Active Area 3.65" x 5" 
wie groß ist das?????  
reichen die pressurelevels aus?
kann ich das irgendwo für weniger als 99$ kaufen? wenn ja: wo?


----------



## Sovok (13. Dezember 2001)

184 DM hier

wie groß das is? recht klein
schau dir das bild auf der page an
stift und maus ham normalgröße

die druckstufen reichen

und fragen wie: "was is das beste" kann man sich sparen

isses wacom dann isses guuut =)


----------



## sam (13. Dezember 2001)

@sovok: thx...jetzt gehts noch um die größe....kann einer zoll in cm umwandeln?  

3.65" x 5"

edit: Aktive Fläche: 127,6 x 92,8 mm! das is doch zu klein oder?


----------



## Sovok (13. Dezember 2001)

is ne frage des geldes

A3 is besser als keins =)


----------



## sam (13. Dezember 2001)

> is ne frage des geldes
> 
> A3 is besser als keins =)



ne mal im ernst: ich suche eins für 250-300DM das sollte schon A5 oder A4 (für den preis also eher A5) sein......aber z.B. bei Evita sehe ich entweder die "billigteile" für 160 oder die saugeilen für >1500.....gibts denn nicht was zwischendrin?????


----------



## Sovok (13. Dezember 2001)

du bisch luschtig
n A5 Wacom für 300 lol 
wenn du eins findest sag mir bescheid

wacom is nunmal höchste qualität
ich kenn 2 firmen da wird heut noch mit fast 10 jahre alten wacom A1-A3 tabletts gearbeitet
und die funzen immernoch einwandfrei


----------



## sam (13. Dezember 2001)

hab ich auch scho gesehen   

andere firma?


----------



## JuRrAsStOiL (13. Dezember 2001)

*
AAAAAAAAAAAAAAAAAAAAAAAAAAAAAAAAAAAAAAAAAA
AAAAAAAAAAAAAAAAAAAAAAAAAAAAAAAAAAAAAAAAAA
AAAAAAAAAAAAAAAAAAAAAAAAAAAAAAAAAAAAAAAAAA
HHHHHHHHHHHHHHHHHHHHHHHHHHHHHHHHHHHHHH
HHHHHHHHHHHHHHHHHHHHHHHHHHHHHHHHHHHHHH
HHHHHHHHHHHHHHHHHHHHHHHHHHHHHHHHHHHHHH
!!!!!!!!!!!!!!!!!!!!!!!!!!!!!!!!!!!!!!!!!!!!!!!!!!!!!!!!!!!!!!!!!!!!!!
!!!!!!!!!!!!!!!!!!!!!!!!!!!!!!!!!!!!!!!!!!!!!!!!!!!!!!!!!!!!!!!!!!!!!!
!!!!!!!!!!!!!!!!!!!!!!!!!!!!!!!!!!!!!!!!!!!!!!!!!!!!!!!!!!!!!!!!!!!!!!
*

<small>ok jetzt mal ganz langsam...
Welche Hersteller von Grafik-Tabletts gibt es
noch? wie sind die Preise?
(Ich denke das für einen Laien wie mich keine
512 Druckstufen von Nöten sind!)</small>

Vielen Dank im Voraus


----------



## Sovok (14. Dezember 2001)

andererseits isses vielleicht bessa sich gleich an die arbeit mit druckstufen zu gewöhnen

wennde andere marken sehn willst geh auf ebay.de und gib grafiktablett ein


----------



## pong (14. Dezember 2001)

gehe mal auf 
http://www.pearl.de

dann kommst du in den shop und musst dich durchklicken im
linken Menü

Hardware,....
   Eingabegeräte,....
      Touchpads,
       Grafiktabletts &
       Digitizer...

check ma, da gibts auch noch welche ... auch mit 512 druckstufen fuer schmales ...


----------



## kartoon (15. Dezember 2001)

ich hatte mal das scheiss AIPTEK 6000 U ........ war der totale müll....... emphele ich keinem ......

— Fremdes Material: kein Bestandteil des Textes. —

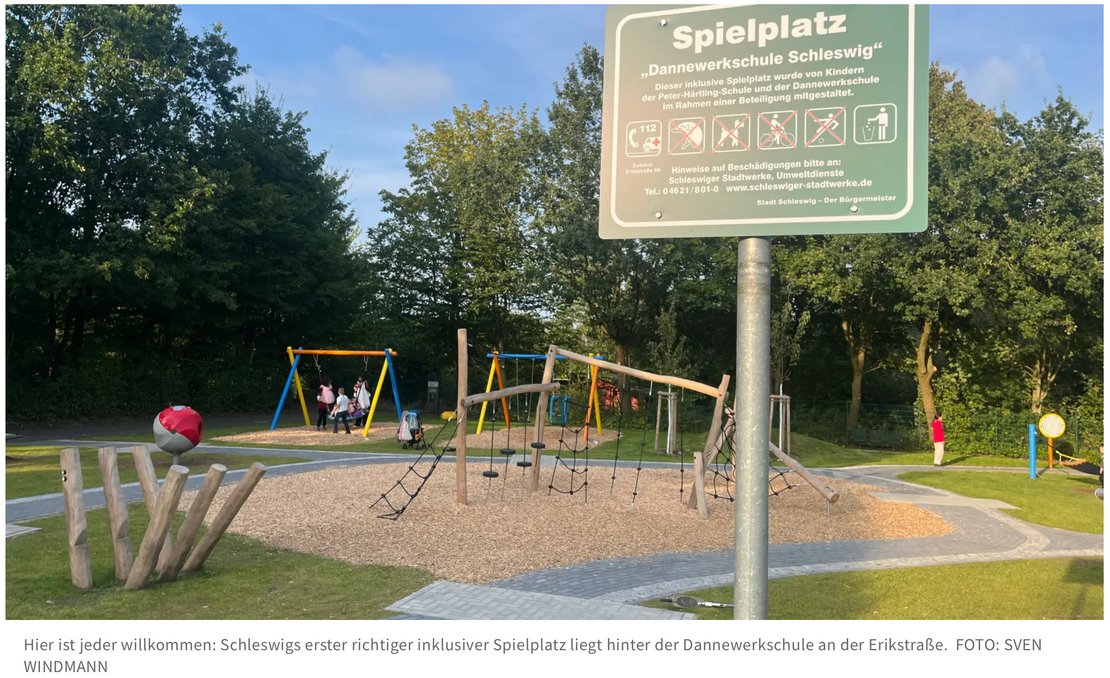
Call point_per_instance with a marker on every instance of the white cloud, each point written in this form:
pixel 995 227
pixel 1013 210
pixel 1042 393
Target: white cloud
pixel 353 78
pixel 391 81
pixel 1000 80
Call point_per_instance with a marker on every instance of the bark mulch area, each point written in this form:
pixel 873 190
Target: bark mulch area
pixel 309 435
pixel 504 532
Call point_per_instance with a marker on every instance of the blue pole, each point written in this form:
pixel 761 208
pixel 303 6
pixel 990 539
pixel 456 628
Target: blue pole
pixel 284 392
pixel 393 382
pixel 1032 452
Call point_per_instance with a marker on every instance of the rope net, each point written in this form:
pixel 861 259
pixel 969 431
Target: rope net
pixel 397 498
pixel 722 467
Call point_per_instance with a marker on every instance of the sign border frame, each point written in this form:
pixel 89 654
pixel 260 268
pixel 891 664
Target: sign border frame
pixel 844 223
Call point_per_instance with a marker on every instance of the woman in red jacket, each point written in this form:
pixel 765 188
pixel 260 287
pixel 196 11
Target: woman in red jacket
pixel 938 441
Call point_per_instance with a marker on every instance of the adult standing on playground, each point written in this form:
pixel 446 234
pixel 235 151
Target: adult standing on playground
pixel 341 412
pixel 362 397
pixel 325 397
pixel 938 439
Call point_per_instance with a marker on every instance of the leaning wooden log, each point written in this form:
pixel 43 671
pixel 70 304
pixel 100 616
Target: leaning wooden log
pixel 193 520
pixel 77 524
pixel 148 479
pixel 117 512
pixel 161 519
pixel 829 494
pixel 228 513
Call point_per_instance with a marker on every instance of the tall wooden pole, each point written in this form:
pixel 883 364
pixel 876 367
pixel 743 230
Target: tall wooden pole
pixel 117 512
pixel 461 417
pixel 537 453
pixel 77 524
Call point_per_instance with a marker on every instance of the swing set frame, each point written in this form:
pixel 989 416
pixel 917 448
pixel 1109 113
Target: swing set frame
pixel 495 372
pixel 294 358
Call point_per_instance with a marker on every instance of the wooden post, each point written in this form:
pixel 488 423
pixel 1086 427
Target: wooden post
pixel 193 520
pixel 712 441
pixel 117 512
pixel 461 417
pixel 77 524
pixel 537 454
pixel 228 513
pixel 148 479
pixel 161 519
pixel 672 422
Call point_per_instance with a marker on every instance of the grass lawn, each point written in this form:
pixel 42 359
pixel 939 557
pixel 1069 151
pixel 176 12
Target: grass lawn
pixel 1063 588
pixel 31 471
pixel 1066 502
pixel 242 579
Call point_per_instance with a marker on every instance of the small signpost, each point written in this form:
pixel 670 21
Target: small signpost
pixel 758 121
pixel 1051 426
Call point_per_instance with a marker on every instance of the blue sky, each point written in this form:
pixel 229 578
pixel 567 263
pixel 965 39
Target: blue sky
pixel 366 73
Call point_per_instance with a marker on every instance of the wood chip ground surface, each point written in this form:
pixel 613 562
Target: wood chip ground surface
pixel 505 532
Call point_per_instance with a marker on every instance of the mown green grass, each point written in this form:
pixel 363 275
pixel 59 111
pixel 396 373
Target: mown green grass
pixel 31 471
pixel 1063 588
pixel 242 579
pixel 1066 502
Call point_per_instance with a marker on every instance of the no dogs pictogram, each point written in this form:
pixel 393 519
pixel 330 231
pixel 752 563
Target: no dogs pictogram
pixel 733 133
pixel 686 135
pixel 825 127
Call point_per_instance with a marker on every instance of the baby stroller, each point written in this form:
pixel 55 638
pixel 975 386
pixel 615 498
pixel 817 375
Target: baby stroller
pixel 411 431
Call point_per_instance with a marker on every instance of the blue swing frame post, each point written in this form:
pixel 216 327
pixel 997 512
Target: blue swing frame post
pixel 284 393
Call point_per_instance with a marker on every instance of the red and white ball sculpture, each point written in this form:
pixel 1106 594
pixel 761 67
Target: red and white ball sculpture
pixel 178 429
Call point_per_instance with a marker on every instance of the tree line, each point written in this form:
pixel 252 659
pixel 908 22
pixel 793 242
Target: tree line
pixel 170 233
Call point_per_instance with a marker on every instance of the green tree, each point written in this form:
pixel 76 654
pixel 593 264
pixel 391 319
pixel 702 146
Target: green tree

jetzt hab ich mir ein WACOM INTUOS A4 Oversize ersteigert ....... kommt am montag an ........


EDIT : 550 dm


----------



## NocTurN (15. Dezember 2001)

Also ich würd auf jedenfall nichtt so ein NoName GRafiktablett kaufen,
die Taugen in den meisten fällen garnichts.

Wacom kann ich nur empfehlen. Ich habe die DIN A4 Version.
Ein bekannter von mir hatte einmal ein DIN A5 NoName board, da ist
ihm eine 1 Liter Wasserflasche Draufgefallen (aus 10 cm höhe), da war
das ding hinüber. Das Wacom hält schon einiges aus, auch wenn dann mal ein wütender unkontrollierter Faustschlag auf dem Tablett landet  , macht das dem Ding nichts.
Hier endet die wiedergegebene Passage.